Finding the root cause
The first hint can actually be found the the JavaDoc of AbstractSet.removeAll() which is also used by HashSet:
This implementation determines which is the smaller of this set and the specified collection, by invoking the
size
method on each. If this set has fewer elements, then the implementation iterates over this set, checking each element returned by the iterator in turn to see if it is contained in the specified collection. If it is so contained, it is removed from this set with the iterator’sremove
method. If the specified collection has fewer elements, then the implementation iterates over the specified collection, removing from this set each element returned by the iterator, using this set’sremove
method.
So as the documentation tells us, there is a small optimization in the code that that leads to a different behavior based on the sizes of the Set and the Collection to be removed. The code looks like this:
public boolean removeAll(Collection<?> c) {
Objects.requireNonNull(c);
boolean modified = false;
if (size() > c.size()) {
for (Object e : c)
modified |= remove(e);
} else {
for (Iterator<?> i = iterator(); i.hasNext(); ) {
if (c.contains(i.next())) {
i.remove();
modified = true;
}
}
}
return modified;
}
If the size of the Set is bigger than the given Collection, HashSet.remove()

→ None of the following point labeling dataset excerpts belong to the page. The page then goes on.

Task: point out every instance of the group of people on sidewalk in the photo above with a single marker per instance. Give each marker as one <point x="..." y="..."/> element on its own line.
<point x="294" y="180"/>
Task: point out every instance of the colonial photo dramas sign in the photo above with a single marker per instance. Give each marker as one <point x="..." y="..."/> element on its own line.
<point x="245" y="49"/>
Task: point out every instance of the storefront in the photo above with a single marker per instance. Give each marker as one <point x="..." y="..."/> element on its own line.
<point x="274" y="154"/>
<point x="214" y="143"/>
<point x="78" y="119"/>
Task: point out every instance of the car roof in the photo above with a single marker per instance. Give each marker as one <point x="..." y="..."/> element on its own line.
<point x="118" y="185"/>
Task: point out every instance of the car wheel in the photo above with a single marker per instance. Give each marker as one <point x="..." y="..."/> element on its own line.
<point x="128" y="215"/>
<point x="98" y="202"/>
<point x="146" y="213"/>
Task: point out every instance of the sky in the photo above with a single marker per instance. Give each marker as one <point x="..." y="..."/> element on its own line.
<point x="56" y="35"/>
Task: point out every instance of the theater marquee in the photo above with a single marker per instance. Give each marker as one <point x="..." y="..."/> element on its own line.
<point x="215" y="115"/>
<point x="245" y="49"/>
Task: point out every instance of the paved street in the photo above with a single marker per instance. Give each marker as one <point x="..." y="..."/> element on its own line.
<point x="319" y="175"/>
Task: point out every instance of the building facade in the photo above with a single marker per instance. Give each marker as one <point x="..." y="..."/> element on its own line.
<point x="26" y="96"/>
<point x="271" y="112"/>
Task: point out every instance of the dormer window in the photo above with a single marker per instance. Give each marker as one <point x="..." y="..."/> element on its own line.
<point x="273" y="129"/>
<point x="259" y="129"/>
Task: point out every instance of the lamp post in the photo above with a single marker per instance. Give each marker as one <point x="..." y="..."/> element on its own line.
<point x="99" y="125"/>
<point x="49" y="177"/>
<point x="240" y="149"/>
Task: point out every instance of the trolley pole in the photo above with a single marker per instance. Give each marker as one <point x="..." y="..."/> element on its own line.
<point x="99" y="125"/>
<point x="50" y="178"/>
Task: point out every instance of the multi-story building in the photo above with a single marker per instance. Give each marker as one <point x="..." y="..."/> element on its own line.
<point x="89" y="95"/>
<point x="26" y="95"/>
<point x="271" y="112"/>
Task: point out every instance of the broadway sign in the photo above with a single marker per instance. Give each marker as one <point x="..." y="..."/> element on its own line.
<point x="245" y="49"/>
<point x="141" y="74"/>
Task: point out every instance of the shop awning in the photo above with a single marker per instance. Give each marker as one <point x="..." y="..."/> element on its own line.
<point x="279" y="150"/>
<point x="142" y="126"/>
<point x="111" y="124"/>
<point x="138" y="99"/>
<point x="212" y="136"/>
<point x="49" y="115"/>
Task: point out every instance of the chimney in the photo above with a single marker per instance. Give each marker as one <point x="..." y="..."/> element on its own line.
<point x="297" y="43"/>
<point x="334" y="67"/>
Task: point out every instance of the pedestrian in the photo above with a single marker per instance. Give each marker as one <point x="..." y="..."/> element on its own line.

is called on the HashSet which is pretty fast, O(1) to be precise.
The problems start as soon as the Set is no longer bigger than the given Collection.
Then the second branch of the if-else statement is executed and Collection.contains()
is called.
The performance of this methods is unfortunately highly depending on the specific implementation. For example, looking at HashSet it’s again O(1) and will not cause any issue, whereas ArrayList.contains()

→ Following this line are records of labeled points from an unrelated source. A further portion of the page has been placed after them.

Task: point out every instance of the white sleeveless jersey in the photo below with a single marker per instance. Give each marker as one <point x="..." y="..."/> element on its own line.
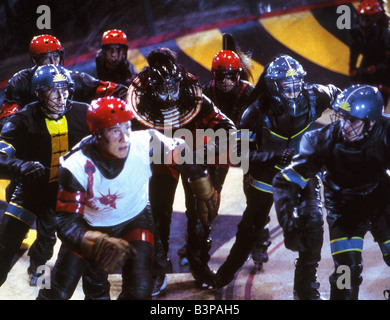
<point x="112" y="201"/>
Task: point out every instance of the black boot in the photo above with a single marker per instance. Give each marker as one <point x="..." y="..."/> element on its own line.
<point x="306" y="286"/>
<point x="238" y="255"/>
<point x="198" y="257"/>
<point x="339" y="292"/>
<point x="259" y="251"/>
<point x="33" y="274"/>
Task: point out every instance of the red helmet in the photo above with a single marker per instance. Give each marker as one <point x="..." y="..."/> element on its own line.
<point x="370" y="7"/>
<point x="226" y="60"/>
<point x="106" y="112"/>
<point x="114" y="36"/>
<point x="44" y="43"/>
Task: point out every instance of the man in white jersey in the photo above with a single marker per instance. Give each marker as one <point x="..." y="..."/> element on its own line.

will run in O(N) and here we are.
That’s everything it needs to make the execution time explode.
ArrayList.contains()
will be called in a loop for every element in the set.
For a set of size M, this results in O(M*N).
In our example, as both the Set and the List are of equal size, the complexity is in fact worst case with O(N^2).
So what has been planned as an optimization actually destroys predictable program behavior and may kill application performance under certain circumstances.
Fixing the issue
There are multiple workarounds that were initially posted in this blog post which also described the problem already 10 years ago! First option is to simply force the Collection to be removed to be a HashSet. There is overhead in creating the new HashSet, but it is almost negligible.
set.removeAll(new HashSet<>(listToBeRemoved));
Another workaround is to not use removeAll, but manually iterate over the collection to be removed and call HashSet.remove()
on the source set.
This is basically reproducing the first if-else branch of the original removeAll method which also avoids the overhead of creating the new HashSet.
listToBeRemoved.stream().forEach(set::remove)
The cleanest way to fix this issue is to upgrade to Java 15. Yes, there is life in JDK-6394757 which is open since 2006. Actually, the problem has been introduced in Java 1.3 which has been released in the year 2000.
Finally, after 20 years, this issue will be fixed in Java 15 which will be released on 2020/09/15.
Update from September 2020
Java 15 is now available. Unfortunately, running the test again had the same bad results as before. Bug has been moved to JDK 16 now.
Update from Augist 2021
Java 16 is now available. Unfortunately, running the test again had the same bad results as before. Bug has been moved to ’tbd’ now.